Darden, though, says a meeting isn't necessary as its door is always open to investors. However, in case shareholders persisted, Darden enacted changes to its bylaws that give the board discretion on delaying the annual shareholder meeting while requiring shareholders who submit proposals or nominate directors to disclose more information about their plans and their relationship with nominees, to complete a questionnaire about their nominee's qualifications, and reveal discussions they may have had with other shareholders.
Now both proxy services endorsed Starboard's call for a special meeting of shareholders, with the ISS concluding, "the value of a shareholder meeting is precisely that it provides a definitive, authentic, and unassailable answer to the question of what shareholders want."

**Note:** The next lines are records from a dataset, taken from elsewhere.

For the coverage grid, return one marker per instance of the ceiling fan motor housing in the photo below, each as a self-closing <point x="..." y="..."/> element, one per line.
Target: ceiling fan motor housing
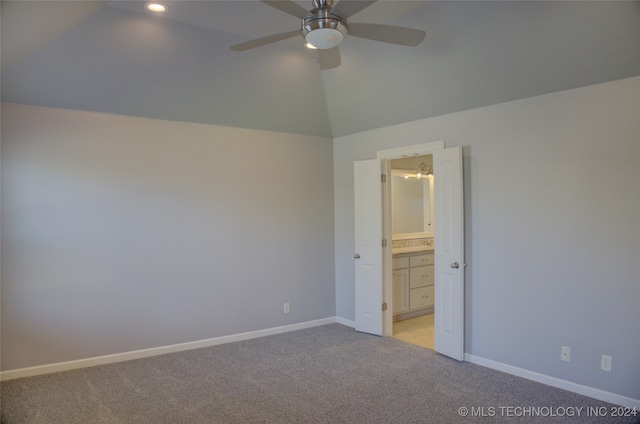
<point x="323" y="29"/>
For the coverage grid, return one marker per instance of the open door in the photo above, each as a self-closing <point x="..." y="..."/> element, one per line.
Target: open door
<point x="449" y="253"/>
<point x="368" y="246"/>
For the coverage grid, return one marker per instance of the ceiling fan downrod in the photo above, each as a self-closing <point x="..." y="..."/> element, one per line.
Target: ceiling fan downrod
<point x="323" y="29"/>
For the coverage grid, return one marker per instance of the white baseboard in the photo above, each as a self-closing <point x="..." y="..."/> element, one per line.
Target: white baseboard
<point x="144" y="353"/>
<point x="555" y="382"/>
<point x="346" y="322"/>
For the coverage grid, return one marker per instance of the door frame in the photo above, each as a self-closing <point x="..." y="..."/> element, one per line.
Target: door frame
<point x="386" y="156"/>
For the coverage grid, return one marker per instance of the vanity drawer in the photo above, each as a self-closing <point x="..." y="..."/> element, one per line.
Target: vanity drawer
<point x="420" y="276"/>
<point x="421" y="297"/>
<point x="422" y="260"/>
<point x="400" y="263"/>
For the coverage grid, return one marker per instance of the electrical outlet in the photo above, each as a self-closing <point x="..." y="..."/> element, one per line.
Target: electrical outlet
<point x="605" y="363"/>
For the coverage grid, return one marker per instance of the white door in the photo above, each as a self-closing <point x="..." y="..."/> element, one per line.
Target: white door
<point x="368" y="245"/>
<point x="449" y="253"/>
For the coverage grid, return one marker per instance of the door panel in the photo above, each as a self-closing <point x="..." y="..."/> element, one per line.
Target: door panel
<point x="368" y="246"/>
<point x="449" y="251"/>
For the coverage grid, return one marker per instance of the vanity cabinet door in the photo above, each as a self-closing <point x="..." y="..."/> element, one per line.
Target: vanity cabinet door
<point x="421" y="276"/>
<point x="419" y="260"/>
<point x="422" y="297"/>
<point x="400" y="290"/>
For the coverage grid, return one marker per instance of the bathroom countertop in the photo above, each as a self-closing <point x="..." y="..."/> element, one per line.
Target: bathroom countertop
<point x="411" y="250"/>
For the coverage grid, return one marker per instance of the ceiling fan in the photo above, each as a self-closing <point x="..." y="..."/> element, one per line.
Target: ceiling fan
<point x="325" y="26"/>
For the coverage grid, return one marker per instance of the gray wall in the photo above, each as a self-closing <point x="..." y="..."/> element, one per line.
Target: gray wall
<point x="124" y="233"/>
<point x="552" y="207"/>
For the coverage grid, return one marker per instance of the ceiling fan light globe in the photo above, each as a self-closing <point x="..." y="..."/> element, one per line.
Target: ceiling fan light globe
<point x="324" y="38"/>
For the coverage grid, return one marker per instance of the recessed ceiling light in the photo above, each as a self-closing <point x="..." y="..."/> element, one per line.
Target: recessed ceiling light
<point x="157" y="7"/>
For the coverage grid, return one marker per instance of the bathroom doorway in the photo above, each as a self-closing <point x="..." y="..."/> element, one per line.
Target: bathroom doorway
<point x="412" y="227"/>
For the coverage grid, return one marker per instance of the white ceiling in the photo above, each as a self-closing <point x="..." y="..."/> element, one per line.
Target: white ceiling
<point x="115" y="57"/>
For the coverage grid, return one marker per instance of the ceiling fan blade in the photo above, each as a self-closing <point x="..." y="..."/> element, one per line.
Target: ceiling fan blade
<point x="347" y="8"/>
<point x="289" y="7"/>
<point x="329" y="58"/>
<point x="388" y="33"/>
<point x="264" y="40"/>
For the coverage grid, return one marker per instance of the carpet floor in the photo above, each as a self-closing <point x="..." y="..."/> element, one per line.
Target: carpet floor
<point x="326" y="374"/>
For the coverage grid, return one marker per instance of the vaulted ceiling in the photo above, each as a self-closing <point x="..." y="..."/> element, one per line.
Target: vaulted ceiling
<point x="115" y="57"/>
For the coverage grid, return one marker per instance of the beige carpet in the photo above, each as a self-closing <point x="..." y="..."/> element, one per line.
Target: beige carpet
<point x="418" y="331"/>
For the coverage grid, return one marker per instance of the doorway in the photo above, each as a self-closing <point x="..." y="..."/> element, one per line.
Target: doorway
<point x="373" y="260"/>
<point x="412" y="226"/>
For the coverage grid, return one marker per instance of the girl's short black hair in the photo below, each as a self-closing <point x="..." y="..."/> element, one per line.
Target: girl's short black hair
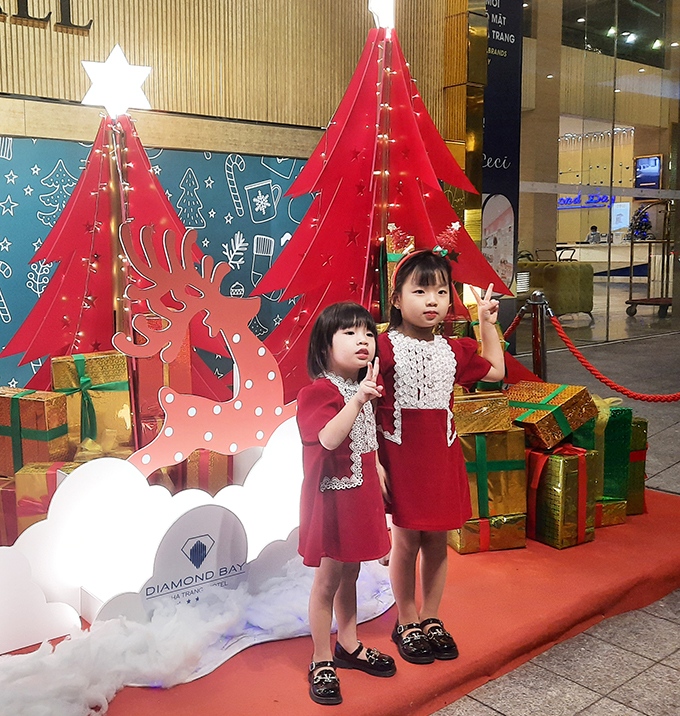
<point x="332" y="319"/>
<point x="427" y="269"/>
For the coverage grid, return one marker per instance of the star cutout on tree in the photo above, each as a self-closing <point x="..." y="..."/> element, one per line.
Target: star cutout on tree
<point x="8" y="206"/>
<point x="352" y="237"/>
<point x="116" y="84"/>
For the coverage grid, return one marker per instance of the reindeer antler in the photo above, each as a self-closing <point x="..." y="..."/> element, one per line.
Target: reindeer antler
<point x="191" y="291"/>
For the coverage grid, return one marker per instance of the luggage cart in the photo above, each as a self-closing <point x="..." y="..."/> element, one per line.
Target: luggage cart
<point x="658" y="257"/>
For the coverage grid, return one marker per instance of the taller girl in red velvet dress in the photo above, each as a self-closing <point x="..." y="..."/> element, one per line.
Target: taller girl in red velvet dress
<point x="419" y="448"/>
<point x="342" y="518"/>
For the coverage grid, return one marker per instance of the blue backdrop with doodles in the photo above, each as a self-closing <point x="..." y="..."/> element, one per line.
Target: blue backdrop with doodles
<point x="235" y="202"/>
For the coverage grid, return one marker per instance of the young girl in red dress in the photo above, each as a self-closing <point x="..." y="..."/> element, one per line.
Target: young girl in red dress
<point x="342" y="517"/>
<point x="419" y="447"/>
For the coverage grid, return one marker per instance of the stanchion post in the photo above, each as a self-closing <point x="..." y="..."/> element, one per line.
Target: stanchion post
<point x="538" y="305"/>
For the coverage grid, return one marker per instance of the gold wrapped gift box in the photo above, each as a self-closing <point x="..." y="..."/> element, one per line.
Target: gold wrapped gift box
<point x="610" y="511"/>
<point x="98" y="397"/>
<point x="494" y="533"/>
<point x="481" y="412"/>
<point x="549" y="412"/>
<point x="33" y="428"/>
<point x="36" y="484"/>
<point x="496" y="468"/>
<point x="636" y="467"/>
<point x="561" y="496"/>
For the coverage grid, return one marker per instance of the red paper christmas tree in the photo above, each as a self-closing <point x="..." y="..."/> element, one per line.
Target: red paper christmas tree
<point x="377" y="165"/>
<point x="75" y="313"/>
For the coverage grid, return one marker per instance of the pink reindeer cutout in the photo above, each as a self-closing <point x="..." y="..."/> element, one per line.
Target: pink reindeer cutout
<point x="192" y="422"/>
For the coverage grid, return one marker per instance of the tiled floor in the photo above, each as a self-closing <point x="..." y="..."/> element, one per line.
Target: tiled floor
<point x="630" y="664"/>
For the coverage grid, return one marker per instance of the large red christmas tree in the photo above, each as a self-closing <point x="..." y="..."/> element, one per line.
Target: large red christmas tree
<point x="75" y="313"/>
<point x="375" y="170"/>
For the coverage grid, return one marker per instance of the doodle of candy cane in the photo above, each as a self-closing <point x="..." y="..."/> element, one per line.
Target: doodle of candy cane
<point x="234" y="160"/>
<point x="5" y="315"/>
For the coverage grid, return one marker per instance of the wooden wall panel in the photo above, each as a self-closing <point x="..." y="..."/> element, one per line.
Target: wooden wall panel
<point x="281" y="61"/>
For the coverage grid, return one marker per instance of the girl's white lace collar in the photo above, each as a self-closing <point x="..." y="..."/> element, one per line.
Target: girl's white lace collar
<point x="362" y="437"/>
<point x="424" y="374"/>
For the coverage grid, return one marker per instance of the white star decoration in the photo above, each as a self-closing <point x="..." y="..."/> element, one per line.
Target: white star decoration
<point x="8" y="206"/>
<point x="116" y="84"/>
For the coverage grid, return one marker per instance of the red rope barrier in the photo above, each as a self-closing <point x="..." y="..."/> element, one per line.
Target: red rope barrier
<point x="513" y="326"/>
<point x="609" y="383"/>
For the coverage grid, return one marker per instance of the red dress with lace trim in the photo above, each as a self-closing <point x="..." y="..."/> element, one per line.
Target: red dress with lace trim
<point x="346" y="524"/>
<point x="427" y="477"/>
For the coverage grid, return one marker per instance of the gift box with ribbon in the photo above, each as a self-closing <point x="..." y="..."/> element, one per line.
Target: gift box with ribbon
<point x="610" y="511"/>
<point x="489" y="534"/>
<point x="496" y="468"/>
<point x="8" y="512"/>
<point x="481" y="412"/>
<point x="207" y="470"/>
<point x="636" y="467"/>
<point x="561" y="496"/>
<point x="36" y="484"/>
<point x="98" y="397"/>
<point x="549" y="412"/>
<point x="33" y="428"/>
<point x="152" y="374"/>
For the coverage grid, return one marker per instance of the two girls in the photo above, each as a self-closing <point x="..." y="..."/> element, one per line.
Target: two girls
<point x="342" y="519"/>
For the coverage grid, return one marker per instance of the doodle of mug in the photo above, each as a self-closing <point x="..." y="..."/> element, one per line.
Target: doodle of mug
<point x="263" y="198"/>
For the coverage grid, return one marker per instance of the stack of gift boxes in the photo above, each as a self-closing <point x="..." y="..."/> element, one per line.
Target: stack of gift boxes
<point x="548" y="462"/>
<point x="45" y="435"/>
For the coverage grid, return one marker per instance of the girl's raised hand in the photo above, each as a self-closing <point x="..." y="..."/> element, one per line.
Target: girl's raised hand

I'm not sure I disagree with Darden's view that spinning off Red Lobster is rightly in the purview of management discretion, that it has the responsibility of operating the business, and that having to hold a special meeting of investors every time someone disagrees with what it does is a costly distraction. Yet its ham-handed approach to dealing with dissension puts the restaurant operator in a negative light, making it looking like it's trying to quash all those who disagree with its plans.
There is some merit to Barington's recommendations, though the exact details could always be different, and Starboard is simply seeking to have Darden slow down and seek out a more holistic approach. Instead, Darden Restaurants has brought the situation to a boiling point, putting it at odds with investor advocates, and positioning itself in a net from which it will find difficultly disentangling itself.